Jornais alemães também destacaram o discurso de sábado de Ben Russell, um cineasta americano que ganhou um prêmio no festival. Ele apareceu no palco usando um keffiyeh, o lenço tradicional palestino, e denunciou um “genocídio” em Gaza. Em entrevista, Russell disse que a reação na mídia foi intensa e unilateral.
Uma forte reação também estava em curso em Israel, disse Abraham. Ele havia adiado a volta para Jerusalém, pois recebeu mais de 100 ameaças de morte nas redes sociais e temia por sua segurança.
Abraham disse que não entendia por que a mídia alemã e israelense estavam caracterizando seus comentários como antissemitas. No palco, ele pediu o fim do “apartheid” entre cidadãos israelenses e palestinos, justificando o uso desse termo ao afirmar que israelenses e palestinos não têm os mesmos direitos, incluindo o direito de voto ou de viajar livremente.
“Se tudo é antissemita, a palavra perde o seu significado”, disse Abraham.
Devido ao Holocausto, as autoridades alemãs sempre sentiram uma responsabilidade especial em relação a Israel. Em 2019, os legisladores aprovaram uma resolução instando os governos locais a negar financiamento a qualquer grupo ou pessoa que “apoiasse ativamente” um boicote a Israel, que foi oficialmente designado como antissemita.
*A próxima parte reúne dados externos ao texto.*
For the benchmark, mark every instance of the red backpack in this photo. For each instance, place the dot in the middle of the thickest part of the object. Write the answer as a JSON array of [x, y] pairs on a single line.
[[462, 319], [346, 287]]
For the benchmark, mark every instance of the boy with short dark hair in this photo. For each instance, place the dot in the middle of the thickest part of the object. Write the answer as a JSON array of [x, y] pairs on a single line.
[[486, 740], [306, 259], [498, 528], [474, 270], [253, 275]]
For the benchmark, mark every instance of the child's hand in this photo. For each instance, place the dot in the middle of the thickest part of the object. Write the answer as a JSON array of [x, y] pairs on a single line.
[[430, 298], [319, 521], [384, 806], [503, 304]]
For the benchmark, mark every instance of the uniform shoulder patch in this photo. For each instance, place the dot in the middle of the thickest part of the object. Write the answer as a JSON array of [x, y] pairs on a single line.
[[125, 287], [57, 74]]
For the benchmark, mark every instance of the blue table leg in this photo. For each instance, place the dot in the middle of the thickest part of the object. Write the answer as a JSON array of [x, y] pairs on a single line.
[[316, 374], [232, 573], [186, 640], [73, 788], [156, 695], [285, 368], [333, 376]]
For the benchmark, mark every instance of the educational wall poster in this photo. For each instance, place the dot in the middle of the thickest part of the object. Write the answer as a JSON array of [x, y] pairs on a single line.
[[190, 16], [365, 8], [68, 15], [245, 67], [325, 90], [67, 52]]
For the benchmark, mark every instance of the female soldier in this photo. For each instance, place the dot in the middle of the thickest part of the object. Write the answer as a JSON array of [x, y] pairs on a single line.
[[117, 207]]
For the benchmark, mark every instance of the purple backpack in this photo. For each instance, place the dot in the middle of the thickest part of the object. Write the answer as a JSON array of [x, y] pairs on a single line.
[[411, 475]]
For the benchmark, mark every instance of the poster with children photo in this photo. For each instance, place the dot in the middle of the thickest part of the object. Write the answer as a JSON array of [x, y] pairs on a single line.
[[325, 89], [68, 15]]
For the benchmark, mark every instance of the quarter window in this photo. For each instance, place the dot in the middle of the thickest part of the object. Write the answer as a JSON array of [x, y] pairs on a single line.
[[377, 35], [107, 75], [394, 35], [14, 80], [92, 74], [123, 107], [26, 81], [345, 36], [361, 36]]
Desde então, os administradores de arte têm cancelado exposições em museus, concertos e palestras, ou retirado artistas de programas se eles assinaram cartas abertas apoiando o movimento de Boicote, Desinvestimento e Sanções, conhecido como BDS.
No entanto, na atmosfera mais polarizada após os ataques terroristas do Hamas em 7 de outubro e as operações militares de Israel em Gaza, muitos artistas têm reclamado que os critérios para cancelar exposições e eventos se ampliaram, abrangendo agora artistas que acusam Israel de crimes de guerra ou genocídio.
Thorsten Benner, analista político e diretor do Global Public Policy Institute em Berlim, disse que, embora a Alemanha precise combater o aumento do antissemitismo, a controvérsia em torno dos discursos no festival de cinema – conhecido como Berlinale – mostra que a reação às opiniões de alguns artistas se tornou “exagerada e improdutiva”.
Benner disse que não concordava com o cineasta que se referiu ao “genocídio” em Gaza, mas acrescentou que a precisão do termo estava sendo debatida na Corte Internacional de Justiça, então não poderia ser banida na Alemanha.
“Corremos o risco de rotular muito amplamente toda crítica legítima a Israel como antissemita”, disse ele.
Essas acusações se tornam particularmente sensíveis quando são dirigidas às pessoas judias. Abraham, o diretor de cinema, disse que, por ser judeu e ter familiares que foram assassinados durante o Holocausto, considerou absurda a discussão de seu discurso na Alemanha. Quando jornais e políticos alemães criticaram suas opiniões, ele disse, não foi apenas “indignante”, mas também “irresponsável”.
Abraham afirmou que a Alemanha deve combater o antissemitismo. No entanto, acrescentou que interromper discussões legítimas não era “a lição a aprender com o Holocausto”.